Saturday 25 July 09:50
- 11:20
Hall: 20 - Room 17 SPT
Chair and Presenter:
Sanchez Cesareo Marizaida
Discussant:
Carrizo Luis
Division: Division 3: Psychology and Societal Development
This symposium brings together five interrelated initiatives designed to address systemic determinants of health and well-being in Puerto Rico, a U.S. territory where colonial legacies and structural inequities have perpetuated disparities in child mental health, education, poverty, and access to services. Grounded in findings from the ComPASS needs assessment across 21 municipalities, the contributions demonstrate how applied psychology, when combined with interdisciplinary collaboration, can generate structural solutions that enhance equity, reduce inequalities, and strengthen resilience. The novelty of this symposium lies in integrating structural interventions, predictive analytics, sustainability frameworks, collective impact strategies, and data equity practices to confront entrenched disparities. This approach reflects the Congress theme by:
Emerging Fields: Harnessing AI and machine learning to predict mental health vulnerability.
Transdisciplinary Approaches: Bridging psychology, public health, data science, and policy.
Societal Applications: Implementing multilevel interventions to eradicate poverty and improve child well-being.
Trust: Rebuilding hope, responsibility, and democratic values through community-driven collaboration.

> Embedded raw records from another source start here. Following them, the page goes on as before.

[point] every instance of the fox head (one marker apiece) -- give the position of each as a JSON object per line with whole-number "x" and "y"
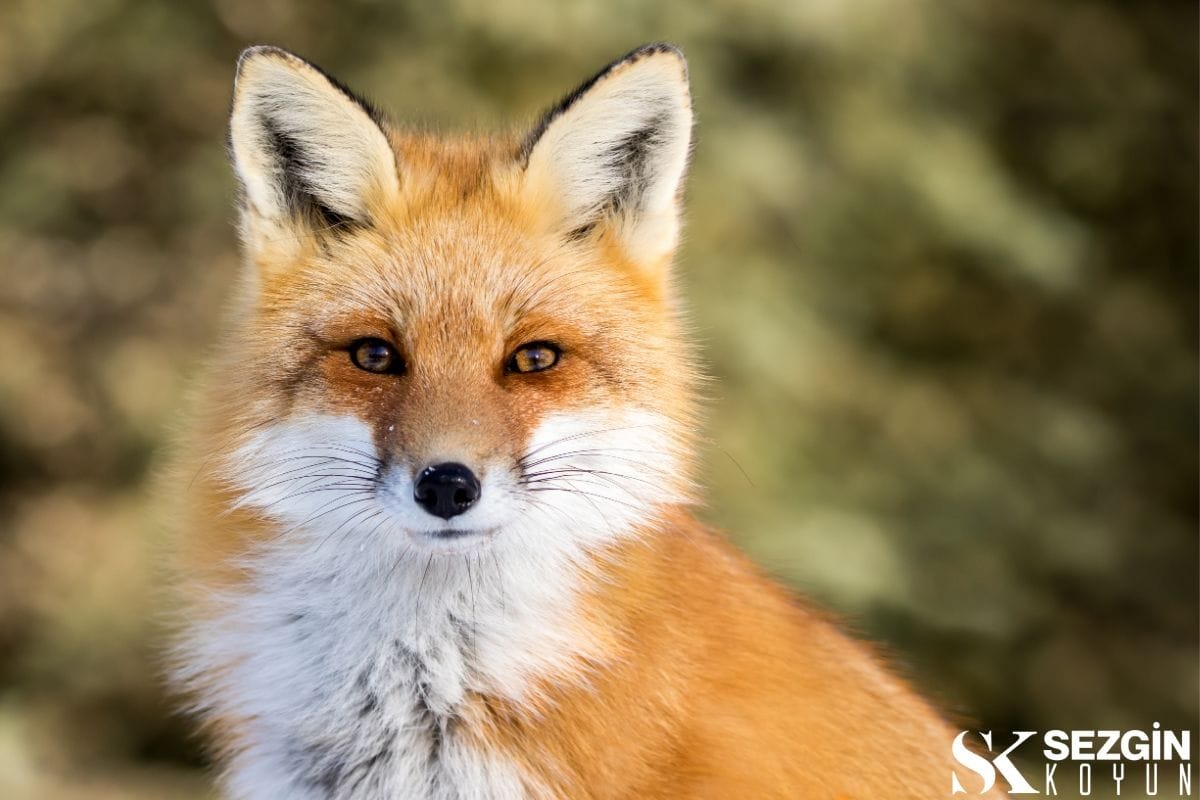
{"x": 450, "y": 344}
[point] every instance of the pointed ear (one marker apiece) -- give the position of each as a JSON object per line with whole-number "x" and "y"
{"x": 306, "y": 150}
{"x": 615, "y": 151}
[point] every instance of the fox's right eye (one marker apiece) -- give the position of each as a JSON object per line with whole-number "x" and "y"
{"x": 376, "y": 355}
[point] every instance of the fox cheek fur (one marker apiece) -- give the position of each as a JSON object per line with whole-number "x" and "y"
{"x": 436, "y": 531}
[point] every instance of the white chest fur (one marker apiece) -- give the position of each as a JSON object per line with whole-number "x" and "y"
{"x": 353, "y": 675}
{"x": 349, "y": 650}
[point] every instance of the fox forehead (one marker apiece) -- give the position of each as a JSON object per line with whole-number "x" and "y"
{"x": 461, "y": 264}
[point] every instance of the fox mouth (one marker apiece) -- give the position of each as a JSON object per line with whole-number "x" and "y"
{"x": 455, "y": 533}
{"x": 454, "y": 540}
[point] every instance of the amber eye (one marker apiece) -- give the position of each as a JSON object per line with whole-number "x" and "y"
{"x": 533, "y": 356}
{"x": 376, "y": 355}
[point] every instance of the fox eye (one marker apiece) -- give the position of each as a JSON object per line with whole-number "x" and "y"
{"x": 376, "y": 355}
{"x": 533, "y": 356}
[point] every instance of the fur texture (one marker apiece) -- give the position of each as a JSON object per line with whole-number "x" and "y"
{"x": 575, "y": 633}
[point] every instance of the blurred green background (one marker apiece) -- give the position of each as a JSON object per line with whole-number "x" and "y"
{"x": 942, "y": 257}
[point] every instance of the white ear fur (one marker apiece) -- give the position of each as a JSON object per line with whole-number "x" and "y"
{"x": 301, "y": 143}
{"x": 618, "y": 145}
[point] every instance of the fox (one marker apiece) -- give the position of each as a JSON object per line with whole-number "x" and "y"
{"x": 439, "y": 537}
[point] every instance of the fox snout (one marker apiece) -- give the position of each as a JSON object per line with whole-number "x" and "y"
{"x": 447, "y": 489}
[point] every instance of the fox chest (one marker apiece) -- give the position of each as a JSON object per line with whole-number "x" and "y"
{"x": 394, "y": 728}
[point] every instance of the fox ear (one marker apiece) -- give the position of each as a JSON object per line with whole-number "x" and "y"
{"x": 306, "y": 150}
{"x": 615, "y": 152}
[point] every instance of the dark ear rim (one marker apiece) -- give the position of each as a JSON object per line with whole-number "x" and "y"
{"x": 301, "y": 202}
{"x": 526, "y": 149}
{"x": 259, "y": 50}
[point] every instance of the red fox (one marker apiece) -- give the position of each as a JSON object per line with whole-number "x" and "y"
{"x": 438, "y": 539}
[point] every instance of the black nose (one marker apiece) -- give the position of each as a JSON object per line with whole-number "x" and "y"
{"x": 447, "y": 489}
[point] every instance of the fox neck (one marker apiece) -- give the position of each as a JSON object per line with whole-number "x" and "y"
{"x": 360, "y": 678}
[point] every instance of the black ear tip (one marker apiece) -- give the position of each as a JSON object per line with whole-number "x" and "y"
{"x": 652, "y": 49}
{"x": 259, "y": 50}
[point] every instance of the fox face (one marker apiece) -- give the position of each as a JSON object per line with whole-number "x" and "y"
{"x": 451, "y": 343}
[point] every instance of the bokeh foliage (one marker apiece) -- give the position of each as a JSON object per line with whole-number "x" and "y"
{"x": 942, "y": 257}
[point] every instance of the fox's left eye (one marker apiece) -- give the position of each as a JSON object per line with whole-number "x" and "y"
{"x": 376, "y": 355}
{"x": 533, "y": 356}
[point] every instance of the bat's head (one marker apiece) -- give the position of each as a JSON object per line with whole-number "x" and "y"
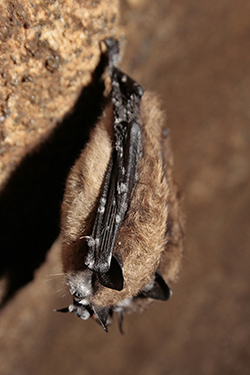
{"x": 121, "y": 221}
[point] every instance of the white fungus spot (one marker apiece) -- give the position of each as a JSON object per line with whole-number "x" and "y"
{"x": 91, "y": 242}
{"x": 101, "y": 209}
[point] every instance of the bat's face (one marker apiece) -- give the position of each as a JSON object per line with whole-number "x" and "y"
{"x": 116, "y": 209}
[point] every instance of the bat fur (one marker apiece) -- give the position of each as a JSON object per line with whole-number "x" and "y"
{"x": 151, "y": 236}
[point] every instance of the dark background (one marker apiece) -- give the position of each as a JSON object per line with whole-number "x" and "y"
{"x": 195, "y": 55}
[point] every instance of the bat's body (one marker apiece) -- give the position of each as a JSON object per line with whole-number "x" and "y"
{"x": 121, "y": 222}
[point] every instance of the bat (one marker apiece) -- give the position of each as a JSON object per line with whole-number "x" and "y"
{"x": 121, "y": 222}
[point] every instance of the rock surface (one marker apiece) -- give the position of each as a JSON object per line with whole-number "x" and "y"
{"x": 195, "y": 54}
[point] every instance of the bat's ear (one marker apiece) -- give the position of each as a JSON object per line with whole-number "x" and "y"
{"x": 102, "y": 315}
{"x": 158, "y": 289}
{"x": 113, "y": 279}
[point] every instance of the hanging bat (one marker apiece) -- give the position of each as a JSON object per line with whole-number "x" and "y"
{"x": 121, "y": 221}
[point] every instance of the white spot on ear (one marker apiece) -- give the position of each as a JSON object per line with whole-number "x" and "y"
{"x": 102, "y": 201}
{"x": 124, "y": 78}
{"x": 80, "y": 284}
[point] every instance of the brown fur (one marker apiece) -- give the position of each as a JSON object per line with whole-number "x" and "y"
{"x": 154, "y": 216}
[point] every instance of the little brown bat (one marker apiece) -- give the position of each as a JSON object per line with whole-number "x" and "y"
{"x": 122, "y": 225}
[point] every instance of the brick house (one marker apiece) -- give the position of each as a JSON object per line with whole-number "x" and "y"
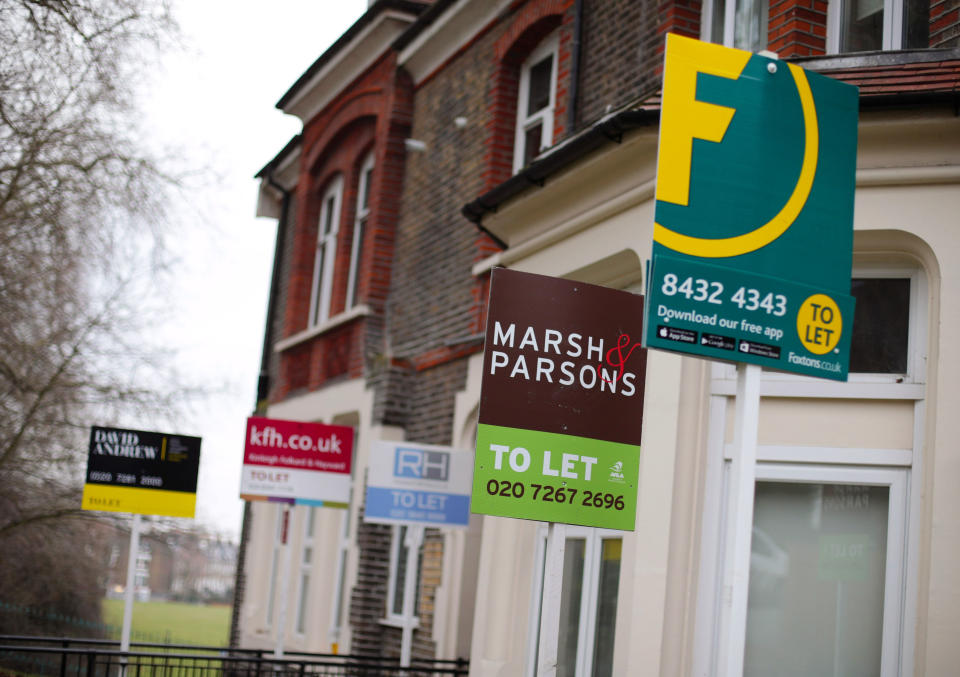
{"x": 536, "y": 120}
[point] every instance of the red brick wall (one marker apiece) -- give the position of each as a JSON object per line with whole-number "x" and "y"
{"x": 373, "y": 114}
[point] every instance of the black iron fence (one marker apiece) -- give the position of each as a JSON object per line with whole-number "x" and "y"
{"x": 62, "y": 657}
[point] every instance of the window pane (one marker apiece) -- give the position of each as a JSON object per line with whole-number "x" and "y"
{"x": 328, "y": 215}
{"x": 318, "y": 280}
{"x": 862, "y": 28}
{"x": 881, "y": 325}
{"x": 358, "y": 251}
{"x": 400, "y": 578}
{"x": 817, "y": 568}
{"x": 719, "y": 15}
{"x": 606, "y": 607}
{"x": 365, "y": 197}
{"x": 532, "y": 140}
{"x": 916, "y": 24}
{"x": 302, "y": 605}
{"x": 540, "y": 77}
{"x": 570, "y": 596}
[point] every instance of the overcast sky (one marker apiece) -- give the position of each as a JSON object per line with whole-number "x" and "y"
{"x": 215, "y": 99}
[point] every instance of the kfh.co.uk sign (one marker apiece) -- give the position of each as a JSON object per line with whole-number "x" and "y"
{"x": 412, "y": 483}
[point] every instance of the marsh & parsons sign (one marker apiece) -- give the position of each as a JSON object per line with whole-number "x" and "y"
{"x": 561, "y": 402}
{"x": 753, "y": 240}
{"x": 141, "y": 472}
{"x": 412, "y": 483}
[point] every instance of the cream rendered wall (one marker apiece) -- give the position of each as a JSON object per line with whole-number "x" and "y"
{"x": 594, "y": 222}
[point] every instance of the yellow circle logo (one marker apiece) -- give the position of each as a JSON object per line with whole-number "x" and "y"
{"x": 819, "y": 324}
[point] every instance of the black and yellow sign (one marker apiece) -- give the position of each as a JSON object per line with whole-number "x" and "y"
{"x": 142, "y": 472}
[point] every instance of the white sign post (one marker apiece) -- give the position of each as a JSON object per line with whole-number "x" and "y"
{"x": 134, "y": 550}
{"x": 743, "y": 474}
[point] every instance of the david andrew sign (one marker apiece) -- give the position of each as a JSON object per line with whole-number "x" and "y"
{"x": 141, "y": 472}
{"x": 753, "y": 240}
{"x": 296, "y": 462}
{"x": 561, "y": 402}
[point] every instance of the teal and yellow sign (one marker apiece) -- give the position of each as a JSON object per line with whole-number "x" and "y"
{"x": 753, "y": 238}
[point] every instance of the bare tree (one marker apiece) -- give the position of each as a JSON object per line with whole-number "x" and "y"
{"x": 81, "y": 245}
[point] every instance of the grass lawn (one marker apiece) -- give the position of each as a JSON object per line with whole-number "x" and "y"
{"x": 171, "y": 622}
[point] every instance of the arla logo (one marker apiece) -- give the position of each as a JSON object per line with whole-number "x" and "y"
{"x": 712, "y": 93}
{"x": 421, "y": 464}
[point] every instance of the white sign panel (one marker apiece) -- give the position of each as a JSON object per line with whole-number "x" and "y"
{"x": 420, "y": 484}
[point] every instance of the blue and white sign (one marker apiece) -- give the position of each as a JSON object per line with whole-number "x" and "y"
{"x": 413, "y": 483}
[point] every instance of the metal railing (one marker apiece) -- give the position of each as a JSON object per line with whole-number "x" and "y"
{"x": 64, "y": 657}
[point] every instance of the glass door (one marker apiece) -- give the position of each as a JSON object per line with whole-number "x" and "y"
{"x": 825, "y": 572}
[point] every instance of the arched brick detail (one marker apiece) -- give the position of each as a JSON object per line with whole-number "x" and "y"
{"x": 532, "y": 23}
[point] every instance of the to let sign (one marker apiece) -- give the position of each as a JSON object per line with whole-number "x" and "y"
{"x": 753, "y": 240}
{"x": 296, "y": 462}
{"x": 421, "y": 484}
{"x": 146, "y": 473}
{"x": 561, "y": 402}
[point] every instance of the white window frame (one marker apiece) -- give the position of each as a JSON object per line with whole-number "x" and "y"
{"x": 414, "y": 542}
{"x": 307, "y": 562}
{"x": 322, "y": 285}
{"x": 833, "y": 463}
{"x": 549, "y": 46}
{"x": 893, "y": 11}
{"x": 593, "y": 551}
{"x": 360, "y": 223}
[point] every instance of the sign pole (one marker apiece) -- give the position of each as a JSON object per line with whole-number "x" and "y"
{"x": 285, "y": 586}
{"x": 131, "y": 582}
{"x": 413, "y": 539}
{"x": 743, "y": 472}
{"x": 550, "y": 606}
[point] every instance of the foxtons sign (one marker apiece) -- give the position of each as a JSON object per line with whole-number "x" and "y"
{"x": 141, "y": 472}
{"x": 297, "y": 462}
{"x": 753, "y": 239}
{"x": 561, "y": 402}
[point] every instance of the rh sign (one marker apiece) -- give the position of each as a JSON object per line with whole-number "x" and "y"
{"x": 412, "y": 483}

Each presentation provides a unique lens: (1) a structural intervention co-designed with communities to strengthen parental capacity, workforce practices, and prevention; (2) a Mental Health Vulnerability Index that applies machine learning and AI to multisectoral data; (3) the application of the Collective Impact Model to align 70+ stakeholders in building sustainable multisectoral infrastructures; (4) a contextual sustainability model linking funding strategies to science-policy engagement; and (5) the expansion of a community-driven Data Hub to foster equitable maternal and child health practices. Together, these contributions illustrate how psychology can drive systemic change by integrating science, policy, and community voices to address persistent inequities. Lessons learned in Puerto Rico offer a replicable framework for other settings where systemic fragmentation undermines access to care and long-term well-being.